İsrail’in arzımevut hayalinin yanında küresel aktörlerin hesaplarının da yaşananlarda etkili olduğunu kaydeden Prof. Dr. Beril Tuğrul, söz konusu sahada çok ciddi keşifler yapıldığını ve gizlendiğini belirtti. Tuğrul, Kıbrıs’ta da bazı anormal gelişmeler yaşanabileceğine işaret etti.
İSRAİL TETİĞİ ÇEKTİ
Enerji ve uluslararası ilişki uzmanlarına göre İsrail tetiği çekti ve bölge geri dönülmez bir yola girdi. Süveyş Kanalı ve Hürmüz Boğazı dahil bu yeni durumdan küresel ticaret ve ekonomi koridorların da etkilenmesi kaçınılmaz.

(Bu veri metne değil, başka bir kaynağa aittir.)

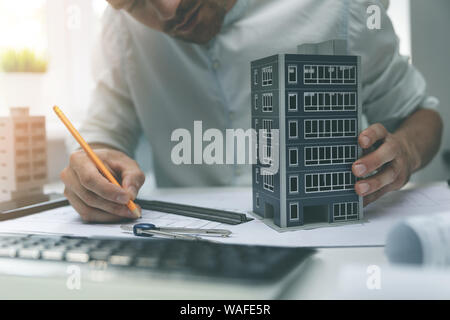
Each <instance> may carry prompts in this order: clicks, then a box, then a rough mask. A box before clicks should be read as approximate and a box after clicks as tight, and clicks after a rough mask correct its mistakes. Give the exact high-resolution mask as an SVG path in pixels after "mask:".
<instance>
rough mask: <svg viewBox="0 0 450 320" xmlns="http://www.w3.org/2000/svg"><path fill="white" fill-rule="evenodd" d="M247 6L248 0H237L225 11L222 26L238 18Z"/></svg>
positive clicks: (241, 15)
mask: <svg viewBox="0 0 450 320" xmlns="http://www.w3.org/2000/svg"><path fill="white" fill-rule="evenodd" d="M247 7H248V0H237V1H236V3H235V4H234V6H233V8H231V10H230V11H229V12H228V13H227V15H226V16H225V19H224V21H223V27H228V26H230V25H232V24H233V23H234V22H236V21H237V20H239V19H240V18H241V17H242V16H243V15H244V13H245V11H246V10H247Z"/></svg>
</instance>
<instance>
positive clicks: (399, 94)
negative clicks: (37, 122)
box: [81, 0, 438, 186]
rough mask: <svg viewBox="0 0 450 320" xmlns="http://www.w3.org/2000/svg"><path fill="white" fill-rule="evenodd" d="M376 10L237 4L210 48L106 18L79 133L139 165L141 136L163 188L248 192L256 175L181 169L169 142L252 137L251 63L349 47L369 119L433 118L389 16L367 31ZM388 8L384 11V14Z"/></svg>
mask: <svg viewBox="0 0 450 320" xmlns="http://www.w3.org/2000/svg"><path fill="white" fill-rule="evenodd" d="M374 3H375V4H377V3H378V4H380V3H379V2H378V1H363V0H360V1H359V0H358V1H356V0H352V1H345V0H342V1H341V0H339V1H337V0H238V1H237V3H236V5H235V6H234V7H233V8H232V9H231V11H230V12H229V13H228V14H227V16H226V18H225V22H224V25H223V28H222V30H221V32H220V33H219V34H218V35H217V36H216V37H215V38H214V39H213V40H212V41H210V42H209V43H208V44H207V45H196V44H191V43H186V42H183V41H180V40H177V39H174V38H172V37H170V36H168V35H165V34H163V33H160V32H158V31H155V30H152V29H150V28H148V27H146V26H144V25H142V24H140V23H139V22H137V21H136V20H134V19H133V18H132V17H131V16H130V15H128V14H127V13H125V12H123V11H116V10H114V9H112V8H108V9H107V11H106V13H105V16H104V18H103V19H104V21H103V30H102V34H101V39H100V41H99V43H98V44H99V46H98V50H97V52H96V59H95V60H94V69H95V74H94V76H95V79H96V83H97V85H96V88H95V90H94V92H93V97H92V102H91V105H90V108H89V112H88V114H89V118H87V119H86V120H85V121H84V123H83V125H82V129H81V133H82V135H83V136H84V137H85V138H86V140H88V142H103V143H107V144H110V145H112V146H114V147H116V148H119V149H121V150H123V151H124V152H126V153H128V154H129V155H133V153H134V151H135V148H136V144H137V141H138V138H139V136H140V135H141V134H144V135H145V136H146V138H147V139H148V141H149V143H150V144H151V148H152V153H153V166H154V174H155V176H156V180H157V184H158V186H202V185H203V186H205V185H242V184H247V185H250V183H251V170H250V167H249V166H239V165H179V166H177V165H174V164H173V163H172V162H171V150H172V148H173V147H174V145H175V144H176V143H175V142H171V134H172V132H173V131H174V130H175V129H177V128H186V129H188V130H189V131H191V132H193V123H194V121H196V120H201V121H203V130H206V129H208V128H217V129H220V130H225V129H233V128H243V129H248V128H250V127H251V123H250V121H251V120H250V112H251V102H250V83H251V82H250V81H251V80H250V62H251V61H252V60H256V59H259V58H262V57H266V56H269V55H273V54H277V53H296V49H297V46H298V45H300V44H303V43H318V42H322V41H326V40H330V39H346V40H347V45H348V51H349V54H354V55H360V56H361V57H362V99H363V100H362V101H363V114H364V116H365V118H366V119H367V123H368V124H372V123H376V122H381V123H382V124H384V125H385V126H387V127H388V128H389V129H390V130H393V129H395V127H396V126H397V125H398V123H399V122H400V121H401V120H403V119H404V118H405V117H407V116H409V115H410V114H411V113H412V112H414V111H415V110H417V108H419V107H424V108H435V107H436V105H437V104H438V101H437V100H436V99H435V98H433V97H429V96H427V95H426V83H425V81H424V79H423V77H422V75H421V74H420V73H419V72H418V71H417V70H416V69H415V68H414V66H412V65H411V64H410V63H409V62H408V58H406V57H402V56H400V55H399V53H398V39H397V37H396V35H395V32H394V30H393V27H392V24H391V21H390V20H389V18H388V16H387V15H386V12H385V10H384V8H381V9H382V16H381V29H380V30H369V29H368V28H367V26H366V19H367V17H368V14H367V13H366V9H367V7H368V6H369V5H371V4H374ZM380 7H381V4H380Z"/></svg>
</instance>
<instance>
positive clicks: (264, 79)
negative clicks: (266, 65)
mask: <svg viewBox="0 0 450 320" xmlns="http://www.w3.org/2000/svg"><path fill="white" fill-rule="evenodd" d="M262 76H263V81H262V85H263V87H267V86H271V85H272V84H273V68H272V67H265V68H263V69H262Z"/></svg>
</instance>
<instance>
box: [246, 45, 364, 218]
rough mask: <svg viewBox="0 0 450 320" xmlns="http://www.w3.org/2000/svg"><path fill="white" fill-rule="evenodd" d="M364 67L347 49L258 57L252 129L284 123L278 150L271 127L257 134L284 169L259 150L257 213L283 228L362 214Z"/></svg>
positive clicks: (252, 99)
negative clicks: (361, 86) (278, 150)
mask: <svg viewBox="0 0 450 320" xmlns="http://www.w3.org/2000/svg"><path fill="white" fill-rule="evenodd" d="M359 72H360V58H359V57H356V56H348V55H318V54H279V55H274V56H271V57H267V58H264V59H260V60H257V61H254V62H252V63H251V78H252V85H251V88H252V90H251V97H252V128H253V129H255V130H256V131H257V132H259V131H260V130H263V132H270V130H271V129H279V146H280V147H279V152H278V153H276V152H274V150H273V148H275V147H278V146H277V145H276V144H274V143H273V141H271V135H270V134H269V135H268V142H267V143H263V144H261V143H262V141H259V140H260V139H258V141H257V143H258V148H257V149H258V150H259V148H263V149H264V150H263V152H262V154H263V157H264V158H266V157H267V158H270V157H271V156H272V155H274V154H275V155H276V156H278V157H279V170H278V171H277V172H275V173H273V174H268V172H266V171H267V170H268V166H267V165H266V164H263V163H267V161H262V160H263V159H260V158H259V152H258V161H257V164H255V165H253V210H254V212H255V213H256V214H258V215H260V216H262V217H263V218H266V219H273V223H275V224H276V225H277V226H279V227H292V226H302V225H307V224H328V223H337V222H346V221H352V220H358V219H361V218H362V215H363V213H362V199H361V198H360V197H359V196H358V195H357V194H356V193H355V191H354V184H355V182H356V178H355V176H354V175H353V174H352V171H351V166H352V163H353V162H354V161H356V160H357V158H358V157H359V155H360V149H359V147H358V143H357V139H358V134H359V132H360V113H361V112H360V111H361V105H360V94H359V92H360V85H359V79H360V75H359ZM266 130H267V131H266ZM266 135H267V134H266ZM264 160H267V159H264ZM269 163H270V160H269Z"/></svg>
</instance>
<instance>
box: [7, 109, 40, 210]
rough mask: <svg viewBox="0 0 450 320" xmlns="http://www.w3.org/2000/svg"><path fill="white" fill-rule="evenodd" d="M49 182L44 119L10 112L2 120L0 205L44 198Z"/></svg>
mask: <svg viewBox="0 0 450 320" xmlns="http://www.w3.org/2000/svg"><path fill="white" fill-rule="evenodd" d="M46 180H47V148H46V136H45V117H43V116H30V115H29V110H28V108H11V110H10V117H0V201H8V200H12V199H18V198H26V197H29V196H32V195H35V194H42V191H43V190H42V187H43V185H44V183H45V182H46Z"/></svg>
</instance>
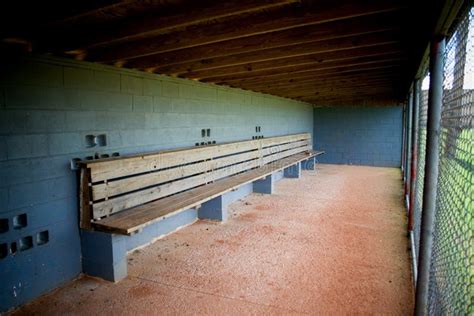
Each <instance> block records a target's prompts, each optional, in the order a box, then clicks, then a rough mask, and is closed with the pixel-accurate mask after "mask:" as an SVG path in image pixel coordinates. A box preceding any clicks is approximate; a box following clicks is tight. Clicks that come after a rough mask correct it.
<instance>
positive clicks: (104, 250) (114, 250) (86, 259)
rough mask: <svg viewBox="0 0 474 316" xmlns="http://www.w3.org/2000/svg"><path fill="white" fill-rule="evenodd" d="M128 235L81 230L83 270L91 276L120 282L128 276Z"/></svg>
mask: <svg viewBox="0 0 474 316" xmlns="http://www.w3.org/2000/svg"><path fill="white" fill-rule="evenodd" d="M125 238H127V236H121V235H114V234H109V233H103V232H98V231H87V230H83V231H82V232H81V246H82V270H83V272H84V273H86V274H89V275H91V276H95V277H99V278H102V279H105V280H108V281H112V282H118V281H120V280H122V279H124V278H125V277H126V276H127V249H126V248H127V247H126V242H125Z"/></svg>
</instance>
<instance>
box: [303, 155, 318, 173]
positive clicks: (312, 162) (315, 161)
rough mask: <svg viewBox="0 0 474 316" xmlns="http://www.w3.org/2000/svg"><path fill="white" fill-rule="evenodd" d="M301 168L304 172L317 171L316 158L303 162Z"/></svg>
mask: <svg viewBox="0 0 474 316" xmlns="http://www.w3.org/2000/svg"><path fill="white" fill-rule="evenodd" d="M301 168H302V169H303V170H315V169H316V157H312V158H309V159H308V160H303V161H302V162H301Z"/></svg>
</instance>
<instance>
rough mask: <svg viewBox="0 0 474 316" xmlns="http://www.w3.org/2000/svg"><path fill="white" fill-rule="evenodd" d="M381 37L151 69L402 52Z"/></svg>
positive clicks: (169, 71) (260, 53)
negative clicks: (327, 46) (389, 51)
mask: <svg viewBox="0 0 474 316" xmlns="http://www.w3.org/2000/svg"><path fill="white" fill-rule="evenodd" d="M375 35H377V33H375ZM385 35H386V36H385V37H384V38H383V39H382V38H376V40H374V39H373V37H374V34H369V35H363V36H359V37H361V38H362V39H364V40H363V41H362V42H360V41H357V39H359V38H358V37H356V40H355V42H354V41H352V42H348V43H347V44H348V45H344V43H341V42H342V41H343V40H346V41H347V39H346V38H342V39H338V43H337V44H338V45H337V46H336V47H331V46H329V48H328V47H327V45H321V42H319V44H320V45H315V44H314V43H311V44H302V45H296V47H292V46H289V47H287V48H288V50H284V49H281V48H277V49H269V50H265V51H264V53H265V55H262V54H261V51H258V52H254V53H252V54H247V55H245V54H242V55H237V56H236V55H232V56H224V57H217V58H207V59H204V60H198V61H191V62H184V63H179V64H172V65H167V66H161V67H156V68H154V71H155V72H157V73H165V74H170V75H176V76H180V75H184V74H185V73H187V72H192V71H203V70H211V69H214V70H216V71H219V69H222V68H226V67H241V68H242V69H252V70H262V69H268V68H273V67H278V66H280V65H288V64H293V65H296V64H301V63H305V62H306V61H307V60H321V61H328V60H331V59H339V58H347V57H349V56H351V57H361V56H366V55H372V54H378V53H379V52H386V51H402V47H401V44H400V43H398V42H395V41H394V40H392V41H389V42H387V40H390V37H387V35H388V34H385ZM368 36H372V38H371V40H370V41H368V40H367V37H368ZM333 41H334V40H333ZM354 44H355V46H354ZM313 46H314V47H313ZM321 46H322V47H323V48H324V49H323V50H321ZM296 48H298V49H296ZM309 48H311V49H309Z"/></svg>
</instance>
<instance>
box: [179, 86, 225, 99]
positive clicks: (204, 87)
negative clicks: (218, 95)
mask: <svg viewBox="0 0 474 316" xmlns="http://www.w3.org/2000/svg"><path fill="white" fill-rule="evenodd" d="M179 96H180V97H181V98H186V99H202V100H210V101H216V100H217V90H216V88H215V87H205V86H202V85H192V84H181V85H179Z"/></svg>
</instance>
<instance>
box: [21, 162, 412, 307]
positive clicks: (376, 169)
mask: <svg viewBox="0 0 474 316" xmlns="http://www.w3.org/2000/svg"><path fill="white" fill-rule="evenodd" d="M402 195H403V192H402V186H401V175H400V171H399V170H398V169H392V168H374V167H359V166H336V165H318V167H317V170H316V171H304V172H303V177H302V178H301V179H284V180H282V181H280V182H278V183H277V184H276V194H274V195H261V194H252V195H250V196H248V197H246V198H245V199H243V200H240V201H237V202H235V203H233V204H232V205H231V207H230V212H231V215H230V219H229V220H228V221H227V222H226V223H209V222H202V221H199V222H196V223H195V224H193V225H191V226H188V227H186V228H184V229H182V230H180V231H178V232H176V233H174V234H171V235H169V236H167V237H165V238H163V239H160V240H158V241H157V242H156V243H154V244H153V245H151V246H149V247H146V248H144V249H141V250H137V251H135V252H134V253H132V254H131V255H129V257H128V262H129V277H128V278H127V279H125V280H123V281H121V282H119V283H117V284H113V283H109V282H105V281H102V280H98V279H94V278H90V277H82V278H80V279H78V280H76V281H73V282H71V283H70V284H68V285H66V286H65V287H63V288H61V289H58V290H56V291H54V292H53V293H51V294H48V295H46V296H43V297H41V298H39V299H38V300H36V301H35V302H33V303H31V304H28V305H26V306H24V307H23V308H21V309H20V310H18V311H16V312H15V314H18V315H23V314H48V315H64V314H77V315H98V314H104V313H105V314H112V313H113V314H115V315H118V314H120V315H133V314H159V315H170V314H180V315H193V314H213V315H216V314H218V315H224V314H225V315H229V314H232V315H241V314H245V315H247V314H285V315H287V314H317V315H319V314H390V315H407V314H412V310H413V288H412V280H411V270H410V261H409V260H410V259H409V252H408V238H407V235H406V229H405V227H406V215H405V211H404V208H403V202H402Z"/></svg>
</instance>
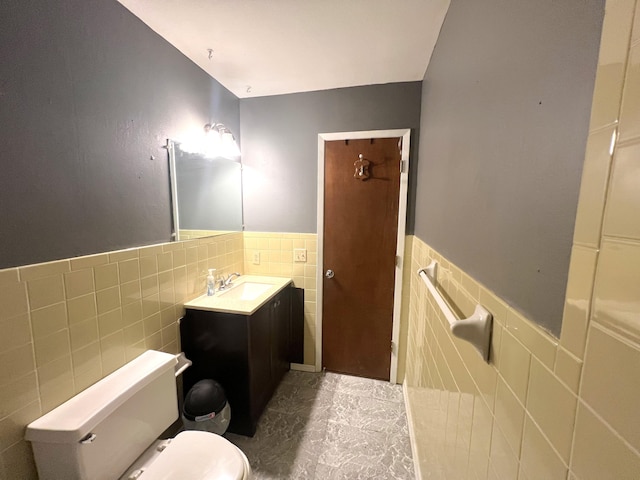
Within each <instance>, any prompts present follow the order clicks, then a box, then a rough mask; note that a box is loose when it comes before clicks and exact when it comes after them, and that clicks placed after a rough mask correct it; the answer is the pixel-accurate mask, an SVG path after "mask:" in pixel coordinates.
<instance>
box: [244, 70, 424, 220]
mask: <svg viewBox="0 0 640 480" xmlns="http://www.w3.org/2000/svg"><path fill="white" fill-rule="evenodd" d="M420 90H421V83H420V82H408V83H394V84H386V85H369V86H364V87H352V88H341V89H335V90H324V91H317V92H307V93H296V94H290V95H276V96H271V97H259V98H248V99H242V100H241V101H240V115H241V118H242V138H243V139H244V141H243V143H242V163H243V166H244V170H243V172H242V176H243V186H244V191H243V208H244V222H245V229H246V230H248V231H267V232H307V233H309V232H315V231H316V229H317V228H316V227H317V226H316V203H317V202H316V197H317V194H318V189H317V181H318V171H317V170H318V168H317V166H318V134H319V133H327V132H341V131H343V132H344V131H358V130H382V129H393V128H411V129H412V138H411V142H412V145H411V152H412V157H411V162H412V166H411V168H415V165H413V163H415V161H416V160H417V155H416V152H417V151H418V150H417V146H418V141H417V140H418V139H417V133H418V129H419V126H420ZM354 160H355V159H354ZM413 205H414V202H413V201H412V199H410V201H409V212H410V213H409V214H408V219H409V221H408V228H409V229H411V228H412V225H413V224H412V218H413V216H412V214H411V212H412V209H413Z"/></svg>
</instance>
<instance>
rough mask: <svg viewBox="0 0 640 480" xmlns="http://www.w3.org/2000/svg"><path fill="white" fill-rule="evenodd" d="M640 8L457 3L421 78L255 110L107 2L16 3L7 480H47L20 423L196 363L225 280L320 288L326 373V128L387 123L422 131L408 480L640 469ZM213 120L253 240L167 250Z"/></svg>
mask: <svg viewBox="0 0 640 480" xmlns="http://www.w3.org/2000/svg"><path fill="white" fill-rule="evenodd" d="M637 3H638V2H637V1H636V0H608V1H606V4H605V2H603V1H586V2H585V1H577V0H571V1H569V2H562V3H561V4H559V3H558V2H552V1H550V0H545V1H541V2H524V1H518V2H510V3H509V4H508V5H507V4H505V3H503V2H497V1H494V0H491V1H487V2H482V3H481V4H480V3H479V2H472V1H470V0H452V1H451V3H450V4H446V5H444V10H445V11H446V17H444V23H443V25H442V29H441V31H440V32H439V36H438V41H437V43H436V46H435V49H434V50H433V54H432V56H431V60H430V62H429V66H428V68H427V70H426V72H425V73H424V77H423V79H422V80H421V81H409V82H401V83H388V84H379V85H365V86H357V87H350V88H337V89H332V90H321V91H312V92H301V93H295V94H287V95H272V96H255V97H245V98H238V97H236V96H235V95H233V94H232V93H231V92H229V91H228V90H226V89H225V88H224V87H223V86H222V85H221V84H220V83H218V82H217V81H216V80H215V79H212V78H211V77H210V76H208V75H206V74H205V73H204V72H203V71H202V70H200V69H199V67H197V66H195V65H194V64H193V63H192V62H191V61H190V60H188V59H187V58H186V57H184V56H183V55H182V54H180V53H179V52H178V51H177V50H176V49H175V48H174V47H172V46H171V45H169V44H168V43H167V42H166V41H164V40H163V39H162V38H161V37H159V36H158V35H157V34H155V33H154V32H153V31H151V30H150V29H149V28H148V27H147V26H146V25H145V24H144V23H142V22H141V21H140V20H139V19H138V18H137V17H135V16H134V15H133V14H131V13H130V12H129V11H128V10H127V9H126V8H124V7H123V5H121V4H120V3H118V2H116V1H115V0H113V1H111V0H109V1H95V0H94V1H89V2H79V1H74V0H63V1H60V2H56V4H55V5H52V4H51V2H44V1H38V2H28V4H27V2H15V1H12V2H9V4H8V5H3V16H2V19H1V20H0V23H1V25H2V28H0V32H1V33H0V35H1V36H2V41H1V42H0V52H2V54H1V56H2V60H3V61H2V65H3V67H2V71H1V72H0V126H1V128H0V137H1V138H2V139H3V142H2V143H3V155H2V160H1V161H2V166H3V168H2V171H3V173H2V175H0V187H1V188H0V220H1V221H2V225H3V228H2V232H3V235H2V237H1V240H0V242H1V246H0V287H1V288H0V333H1V334H0V357H1V365H2V367H0V372H2V373H1V374H0V383H1V386H2V389H0V479H14V478H37V477H36V474H35V467H34V463H33V456H32V453H31V447H30V445H29V444H28V443H27V442H25V441H24V427H25V425H26V424H28V423H29V422H31V421H32V420H34V419H35V418H37V417H39V416H41V415H43V414H44V413H46V412H48V411H50V410H51V409H53V408H55V407H56V406H58V405H60V404H62V403H63V402H64V401H66V400H67V399H69V398H70V397H72V396H73V395H75V394H76V393H78V392H80V391H82V390H84V389H85V388H87V387H88V386H90V385H92V384H94V383H95V382H97V381H98V380H100V379H101V378H103V377H104V376H106V375H108V374H109V373H110V372H112V371H114V370H115V369H117V368H119V367H120V366H122V365H123V364H124V363H125V362H127V361H129V360H132V359H133V358H135V357H137V356H138V355H140V354H141V353H142V352H143V351H145V350H148V349H154V350H162V351H165V352H170V353H177V352H178V349H179V339H178V326H177V323H176V320H177V319H178V318H179V317H180V316H181V315H182V305H183V303H184V302H185V301H188V300H189V299H192V298H194V297H195V296H198V295H200V294H202V293H203V291H204V278H205V276H206V269H207V268H210V266H211V265H214V266H215V268H218V269H220V270H224V271H225V272H226V273H229V272H232V271H239V272H241V273H257V274H272V275H281V276H289V277H291V278H293V280H294V283H295V285H296V286H299V287H301V288H304V289H305V298H306V304H305V344H304V362H303V365H305V366H306V367H308V368H309V369H311V370H313V369H315V367H316V358H317V344H316V335H315V332H316V326H317V319H318V315H317V313H316V312H318V311H319V310H318V305H316V302H315V300H316V298H317V297H316V292H317V283H316V282H317V280H316V278H317V273H318V268H320V269H321V268H323V266H322V265H321V264H319V263H318V255H317V252H318V247H319V244H320V243H321V240H322V239H321V238H318V235H317V224H316V218H317V216H316V199H317V185H318V177H317V164H318V158H317V146H318V134H320V133H326V132H344V131H351V132H354V131H368V130H384V129H411V155H410V162H409V164H410V167H409V169H410V170H409V172H410V173H409V175H410V177H409V192H408V208H407V224H406V237H405V254H404V259H403V261H404V268H403V275H404V277H403V282H402V283H403V288H402V296H403V298H402V300H403V305H402V310H401V321H400V331H399V341H398V345H397V347H398V354H397V371H396V381H397V382H398V383H403V389H404V395H405V403H406V405H407V409H408V414H409V418H410V426H411V430H412V443H413V447H414V449H413V452H414V459H413V460H414V463H415V467H416V477H417V478H449V479H463V478H469V479H503V480H512V479H520V480H524V479H528V480H533V479H556V478H558V479H569V480H577V479H598V480H600V479H607V478H611V479H637V478H640V437H639V436H638V432H640V424H639V423H640V416H639V415H637V413H636V411H635V407H636V405H637V404H638V403H639V401H640V386H639V384H638V381H637V372H638V371H639V370H640V334H639V332H640V320H638V318H640V298H639V296H638V293H637V285H638V284H640V223H639V222H640V221H639V220H638V219H639V218H640V215H638V210H639V207H640V194H639V193H638V192H640V188H638V187H640V185H638V183H639V182H640V180H639V177H638V175H637V169H638V162H637V158H638V154H637V148H638V145H640V90H639V89H640V78H639V77H640V13H639V12H640V6H638V5H637ZM440 5H441V6H442V5H443V4H440ZM26 26H28V28H27V27H26ZM427 48H429V47H427V46H425V50H426V49H427ZM207 121H215V122H221V123H224V124H225V125H226V126H227V127H229V128H230V129H231V131H232V132H233V133H234V134H235V136H236V138H237V139H238V140H239V143H240V147H241V150H242V162H243V165H244V172H243V181H244V185H243V186H244V194H243V214H244V224H245V228H244V232H238V233H233V234H228V235H223V236H216V237H210V238H208V239H204V240H185V241H184V242H174V243H170V242H169V238H170V235H171V222H170V219H171V214H170V209H169V205H170V200H169V185H168V174H167V161H166V158H167V153H166V151H165V150H164V149H163V146H164V145H165V142H166V139H167V138H170V137H173V136H174V135H178V134H179V133H180V132H182V131H183V130H184V129H187V128H196V127H197V128H201V127H202V124H203V123H205V122H207ZM294 248H304V249H306V250H307V261H306V263H305V264H304V265H305V266H304V268H300V266H299V265H296V264H295V263H294V262H293V261H290V260H289V257H290V254H291V253H292V251H293V249H294ZM250 250H251V251H252V250H259V251H260V252H261V258H263V259H264V258H267V256H269V258H271V257H270V255H271V253H274V255H273V258H278V259H279V261H273V262H264V261H262V262H261V263H260V265H258V266H256V265H254V264H253V262H252V261H250V258H248V257H247V255H246V253H247V252H248V251H250ZM434 258H435V259H437V260H438V261H439V263H440V267H441V272H440V275H441V278H443V279H444V280H443V282H442V286H443V287H444V288H445V290H446V292H447V294H448V295H449V297H450V298H451V299H453V300H454V301H455V303H456V304H457V305H458V306H459V308H460V310H462V311H463V312H466V311H467V310H468V309H470V308H471V309H472V306H473V305H474V304H475V303H477V302H478V303H481V304H483V305H485V307H486V308H487V309H488V310H490V311H491V313H492V314H493V317H494V325H493V337H492V344H491V346H492V353H491V357H490V362H489V363H488V364H487V363H485V362H483V361H482V359H481V358H480V357H479V356H477V354H476V352H475V351H474V350H473V349H472V348H470V347H469V346H467V345H465V344H464V343H460V342H459V341H458V340H455V339H453V337H451V336H450V335H449V334H448V332H447V331H446V329H444V328H443V327H442V323H441V322H440V321H439V320H438V318H439V317H437V316H436V313H435V312H433V311H432V310H431V308H432V307H431V303H430V302H428V301H427V300H426V299H427V294H426V291H425V289H424V285H423V283H422V280H421V279H420V277H418V276H417V275H416V271H417V270H418V269H419V268H422V267H425V266H426V265H427V264H428V263H429V261H430V260H432V259H434ZM131 299H133V300H131ZM129 300H131V301H129Z"/></svg>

Hacı Bayram Veli Üniversitesi Öğretim Üyesi Göktuğ Şahin, yaşanan gelişmelerin tüm dünyaya Büyük İsrail Projesinin komplo teorisi olmadığını çok net bir biçimde gösterdiğini ifade ederek şu değerlendirmelerde bulundu:
Şimdi herkes yeni pozisyonlar alıyor. Bizim de Akdeniz merkezli İsrail emellerini doğru okumamız gerekiyor. İsrail’in işgal emelleri artık komplo teorisi olmanın ötesinde bir boyut kazandı. Biz Golan’a, İdlib’e, Halep’e ve Lazkiye’ye yoğunlaştık ancak Siyonist yayılmacılık denizde de tehlike saçıyor. İsrail bir yandan Akdeniz’in tüm zengin enerji yataklarını gasbederken diğer yandan Samandağı’ndan komşumuz olma yolunda ilerliyor. Çünkü bu ülkenin herhangi bir kara, deniz sınırı yok ve hiçbir kural kanun da tanımıyorlar. Aynı tehdit Kıbrıs için de geçerli ve aynı oranda yakın. Tehdidi sadece karadan ibaret görmemeliyiz. BM karargâhını vuran ve hatta farklı ülkelerin ticari, siyasi merkezlerini bombalayan kural tanımaz bir yapı ile karşı karşıyayız. Tüm öngörü ve önlemler bu çerçevede ele alınarak denizi de kapsayan konseptler üretmeliyiz.